— Джейн! — проговорил возбужденно я — Джейн!
— Тише, любимый мой Володенька — пролепетала снова Джейн, прижимаясь своей девичьей миленькой загорелой щечкой к моей щеке — Тише. Я все вижу и слышу. Сейчас подплывем к лестнице. Потерпи и молчи, молю тебя. Только молчи, ради Бога, молчи, любимый.
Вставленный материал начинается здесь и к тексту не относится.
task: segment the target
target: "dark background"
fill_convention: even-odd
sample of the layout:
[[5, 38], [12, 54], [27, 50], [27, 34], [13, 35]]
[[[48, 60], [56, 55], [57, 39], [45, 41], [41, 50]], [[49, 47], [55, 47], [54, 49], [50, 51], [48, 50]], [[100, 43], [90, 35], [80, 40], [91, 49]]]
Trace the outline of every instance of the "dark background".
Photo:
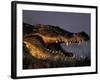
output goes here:
[[[84, 31], [90, 36], [91, 15], [88, 13], [48, 12], [23, 10], [23, 22], [29, 24], [49, 24], [59, 26], [70, 32]], [[90, 57], [90, 41], [87, 45], [63, 46], [67, 51], [73, 51], [78, 56]]]

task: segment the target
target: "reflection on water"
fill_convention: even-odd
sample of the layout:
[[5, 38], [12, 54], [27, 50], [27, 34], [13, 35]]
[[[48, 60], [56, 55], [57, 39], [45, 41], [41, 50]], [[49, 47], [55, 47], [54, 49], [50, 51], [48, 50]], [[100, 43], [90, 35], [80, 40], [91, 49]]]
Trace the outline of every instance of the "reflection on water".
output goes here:
[[76, 55], [76, 58], [80, 57], [90, 58], [91, 56], [90, 41], [82, 43], [80, 45], [71, 44], [69, 46], [66, 46], [64, 44], [61, 44], [61, 46], [66, 52], [73, 52]]

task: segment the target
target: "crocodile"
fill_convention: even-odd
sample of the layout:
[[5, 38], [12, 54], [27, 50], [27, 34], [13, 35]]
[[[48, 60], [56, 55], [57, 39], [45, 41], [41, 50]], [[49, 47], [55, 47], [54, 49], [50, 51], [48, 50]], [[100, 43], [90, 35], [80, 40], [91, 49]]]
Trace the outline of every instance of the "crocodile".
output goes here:
[[88, 40], [83, 31], [72, 33], [59, 26], [23, 23], [23, 46], [36, 59], [71, 62], [75, 54], [65, 51], [61, 44], [80, 45]]

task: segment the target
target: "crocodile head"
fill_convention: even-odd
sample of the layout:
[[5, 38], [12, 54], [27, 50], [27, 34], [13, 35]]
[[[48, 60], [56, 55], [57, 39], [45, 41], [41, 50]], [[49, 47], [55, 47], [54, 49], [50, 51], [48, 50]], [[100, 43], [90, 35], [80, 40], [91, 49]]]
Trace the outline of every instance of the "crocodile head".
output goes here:
[[[24, 38], [26, 39], [27, 38], [26, 36], [30, 36], [31, 38], [36, 38], [36, 40], [39, 42], [35, 41], [34, 39], [31, 39], [31, 40], [33, 40], [33, 42], [35, 43], [39, 43], [38, 45], [42, 44], [44, 51], [42, 49], [39, 50], [38, 52], [40, 52], [39, 53], [40, 55], [50, 54], [52, 55], [52, 57], [55, 57], [56, 55], [56, 57], [59, 57], [59, 56], [66, 57], [67, 56], [67, 57], [73, 58], [75, 57], [74, 53], [66, 52], [62, 48], [61, 44], [65, 44], [66, 46], [69, 46], [71, 44], [80, 45], [81, 43], [84, 43], [89, 40], [89, 36], [85, 32], [72, 33], [72, 32], [63, 30], [58, 26], [37, 24], [34, 26], [28, 25], [28, 29], [29, 27], [30, 27], [31, 32], [25, 34]], [[37, 38], [36, 36], [40, 38]], [[42, 46], [39, 46], [39, 47], [42, 47]], [[49, 56], [49, 55], [46, 55], [46, 56]]]

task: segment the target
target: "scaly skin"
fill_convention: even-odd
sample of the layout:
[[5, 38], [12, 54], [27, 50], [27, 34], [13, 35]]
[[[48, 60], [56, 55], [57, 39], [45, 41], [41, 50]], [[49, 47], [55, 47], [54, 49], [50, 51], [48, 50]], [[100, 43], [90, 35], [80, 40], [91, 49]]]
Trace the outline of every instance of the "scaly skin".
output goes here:
[[89, 40], [85, 32], [71, 33], [58, 26], [37, 24], [35, 26], [23, 24], [23, 44], [29, 53], [42, 60], [72, 61], [74, 53], [66, 52], [61, 45], [81, 44]]

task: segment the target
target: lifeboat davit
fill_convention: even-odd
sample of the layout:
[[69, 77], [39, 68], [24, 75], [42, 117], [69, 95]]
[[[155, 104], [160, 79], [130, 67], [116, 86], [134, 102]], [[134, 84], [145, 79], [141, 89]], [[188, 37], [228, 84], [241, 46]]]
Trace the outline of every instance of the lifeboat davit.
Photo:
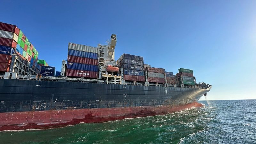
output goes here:
[[111, 65], [108, 65], [107, 67], [107, 71], [112, 72], [118, 72], [119, 71], [119, 68], [114, 67]]

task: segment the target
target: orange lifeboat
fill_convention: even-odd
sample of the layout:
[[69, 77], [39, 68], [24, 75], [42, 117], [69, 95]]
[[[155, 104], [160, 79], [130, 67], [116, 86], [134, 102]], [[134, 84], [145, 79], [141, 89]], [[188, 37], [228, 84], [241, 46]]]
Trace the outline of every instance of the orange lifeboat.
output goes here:
[[114, 67], [111, 65], [108, 65], [107, 67], [107, 71], [112, 72], [118, 72], [119, 71], [119, 68]]

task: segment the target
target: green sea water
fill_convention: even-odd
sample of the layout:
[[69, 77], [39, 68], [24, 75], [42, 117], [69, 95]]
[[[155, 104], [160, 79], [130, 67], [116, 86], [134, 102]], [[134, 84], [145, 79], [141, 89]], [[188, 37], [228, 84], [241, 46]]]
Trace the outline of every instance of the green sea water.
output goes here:
[[0, 132], [0, 143], [256, 143], [256, 100], [201, 101], [165, 115]]

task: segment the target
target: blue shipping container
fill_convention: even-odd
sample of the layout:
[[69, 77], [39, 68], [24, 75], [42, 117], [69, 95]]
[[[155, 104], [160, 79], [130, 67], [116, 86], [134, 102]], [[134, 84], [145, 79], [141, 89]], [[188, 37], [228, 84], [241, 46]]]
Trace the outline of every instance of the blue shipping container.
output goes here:
[[55, 76], [58, 76], [61, 75], [61, 71], [56, 71], [55, 72]]
[[77, 70], [88, 70], [88, 71], [98, 71], [99, 67], [95, 65], [87, 65], [81, 63], [68, 62], [67, 68]]
[[41, 70], [40, 73], [43, 76], [54, 76], [55, 73], [55, 72], [54, 71], [42, 70]]
[[137, 66], [130, 64], [124, 64], [120, 67], [124, 69], [130, 69], [133, 70], [144, 71], [144, 67], [141, 66]]
[[144, 71], [140, 71], [139, 70], [124, 69], [124, 74], [125, 75], [144, 76]]
[[83, 52], [76, 50], [68, 49], [68, 55], [73, 55], [77, 57], [84, 57], [93, 59], [98, 59], [98, 54]]
[[[37, 68], [37, 65], [36, 66]], [[49, 66], [43, 66], [41, 67], [41, 69], [44, 70], [50, 70], [55, 71], [55, 67], [50, 67]]]
[[11, 47], [0, 45], [0, 54], [12, 55], [14, 53], [14, 50]]
[[17, 45], [16, 45], [16, 51], [20, 53], [20, 49], [21, 47], [18, 44], [17, 44]]
[[173, 73], [172, 72], [168, 72], [168, 71], [166, 71], [165, 74], [166, 75], [166, 77], [172, 77], [172, 75], [173, 75]]

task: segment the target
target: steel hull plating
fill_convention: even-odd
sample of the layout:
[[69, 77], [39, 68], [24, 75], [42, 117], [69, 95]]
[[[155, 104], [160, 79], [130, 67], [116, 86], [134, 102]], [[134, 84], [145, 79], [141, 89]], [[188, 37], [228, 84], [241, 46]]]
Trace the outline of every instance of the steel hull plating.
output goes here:
[[164, 114], [201, 106], [196, 101], [209, 91], [0, 79], [0, 130], [56, 127]]

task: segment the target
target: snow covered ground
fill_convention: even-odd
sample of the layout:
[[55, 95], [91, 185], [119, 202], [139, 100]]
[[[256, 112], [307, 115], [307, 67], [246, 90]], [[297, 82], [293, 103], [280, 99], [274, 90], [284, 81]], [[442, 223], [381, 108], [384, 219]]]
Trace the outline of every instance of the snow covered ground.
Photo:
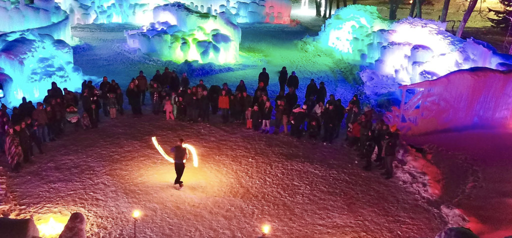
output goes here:
[[[292, 18], [299, 18], [302, 25], [241, 24], [243, 61], [223, 68], [177, 64], [131, 51], [123, 31], [137, 26], [76, 26], [73, 36], [84, 44], [74, 48], [75, 64], [84, 74], [116, 79], [123, 89], [139, 70], [151, 78], [157, 69], [168, 66], [186, 72], [192, 84], [204, 79], [207, 85], [227, 82], [234, 89], [244, 79], [249, 92], [255, 89], [258, 74], [265, 67], [271, 75], [271, 95], [278, 93], [278, 72], [286, 66], [301, 79], [300, 101], [314, 78], [317, 82], [325, 81], [328, 93], [347, 104], [351, 95], [360, 90], [344, 79], [343, 71], [350, 69], [331, 58], [308, 53], [294, 42], [317, 34], [322, 20]], [[145, 109], [146, 115], [149, 109]], [[88, 221], [88, 235], [94, 237], [131, 236], [130, 215], [135, 209], [143, 212], [137, 224], [139, 237], [257, 237], [261, 225], [268, 223], [272, 237], [428, 237], [447, 224], [441, 211], [444, 203], [460, 205], [466, 215], [485, 222], [487, 212], [478, 212], [478, 205], [486, 201], [484, 194], [498, 189], [482, 190], [478, 200], [466, 203], [473, 206], [464, 207], [463, 203], [453, 201], [463, 201], [457, 200], [465, 194], [458, 192], [460, 188], [472, 188], [466, 182], [475, 180], [470, 172], [475, 166], [464, 167], [469, 174], [447, 174], [445, 181], [455, 182], [445, 182], [440, 198], [433, 200], [425, 196], [422, 184], [414, 183], [421, 178], [411, 182], [404, 181], [403, 176], [386, 181], [376, 171], [364, 171], [355, 154], [339, 142], [313, 145], [309, 141], [256, 134], [234, 125], [221, 125], [217, 117], [212, 125], [206, 126], [166, 121], [162, 115], [134, 119], [128, 114], [115, 120], [103, 119], [95, 131], [68, 129], [19, 174], [0, 171], [7, 177], [10, 194], [0, 213], [9, 211], [16, 218], [34, 215], [37, 220], [44, 215], [81, 212]], [[166, 149], [183, 137], [198, 150], [199, 167], [185, 169], [182, 190], [170, 185], [174, 166], [153, 146], [151, 137], [155, 136]], [[437, 158], [433, 159], [450, 157]], [[463, 162], [459, 161], [464, 161], [441, 166], [442, 172], [460, 168]], [[509, 166], [499, 164], [506, 174]], [[408, 171], [397, 172], [414, 176]], [[4, 180], [0, 177], [2, 185]], [[506, 186], [509, 181], [501, 184]], [[458, 192], [452, 194], [447, 192], [450, 189]], [[510, 223], [509, 218], [492, 211], [494, 218]], [[497, 230], [489, 229], [481, 234]], [[497, 237], [489, 235], [486, 237]]]
[[[400, 186], [368, 172], [340, 144], [312, 145], [238, 126], [166, 121], [163, 116], [103, 119], [44, 149], [8, 174], [12, 216], [80, 211], [91, 237], [127, 237], [132, 211], [139, 237], [433, 237], [445, 225], [436, 210]], [[168, 149], [183, 137], [196, 147], [181, 191]]]

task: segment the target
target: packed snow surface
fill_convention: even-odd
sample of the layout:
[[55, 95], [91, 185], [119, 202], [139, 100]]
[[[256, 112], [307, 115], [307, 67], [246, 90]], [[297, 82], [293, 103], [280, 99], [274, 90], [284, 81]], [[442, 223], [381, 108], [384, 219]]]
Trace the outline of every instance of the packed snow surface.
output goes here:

Джейн потащила меня, работая ластами к корме, вдоль левого борта Арабеллы. Плывя задом, почти на спине. И барахтая там подо мной ластами. И своими полненькими девичьими красивыми ногами. Она, держа меня и мою мокрую от воды выгоревшую на ярком солнце русыми волосами голову на своей нежной полной груди. Такой, безумно красивой с торчащими черными сосками под прорезиненной тканью легкого гидрокостюма. Женской трепетной пышущей жаром любви груди. Любящей меня груди. И я чувствовал ее тяжелое напряженное девичье дыхание.
Такое же, когда мы занимались с моей малышкой Джейн страстной любовью. Это теперь, такое же, тяжелое усталое, словно, любовное ее снова, дыхание. Дыхание исцелованной и искусанной груди моей латиноамериканки, мною обласканной, моими губами русского моряка.
Я сейчас, почему-то, вдруг вспомнил, как мы с Джейн купались вдвоем там на тех островах с белым коралловым песком. И как занимались любовью в том пальмовом рыбацком домике. Вспомнил ее стоящую в том белом еще, тогда купальнике на нашей яхте, когда я еще не был так близок с ней со своей красавицей Джейн. Вдруг вспомнил нашу беседу в главной каюте Арабеллы наедине и вместе с Дэниелом. Вспомнил бокалы горячительного французского дорого вина в руке моей Джейн. И того тунца под ножом Дэниела. И нашу с ним, тоже беседу. И первую пьянку на яхте. И опять вспомнил мою Джейн, стоящую там перед нами. И предлагающую искупаться в песчаной ночной лагуне. И я очнулся. Джейн трясла лихорадочно меня.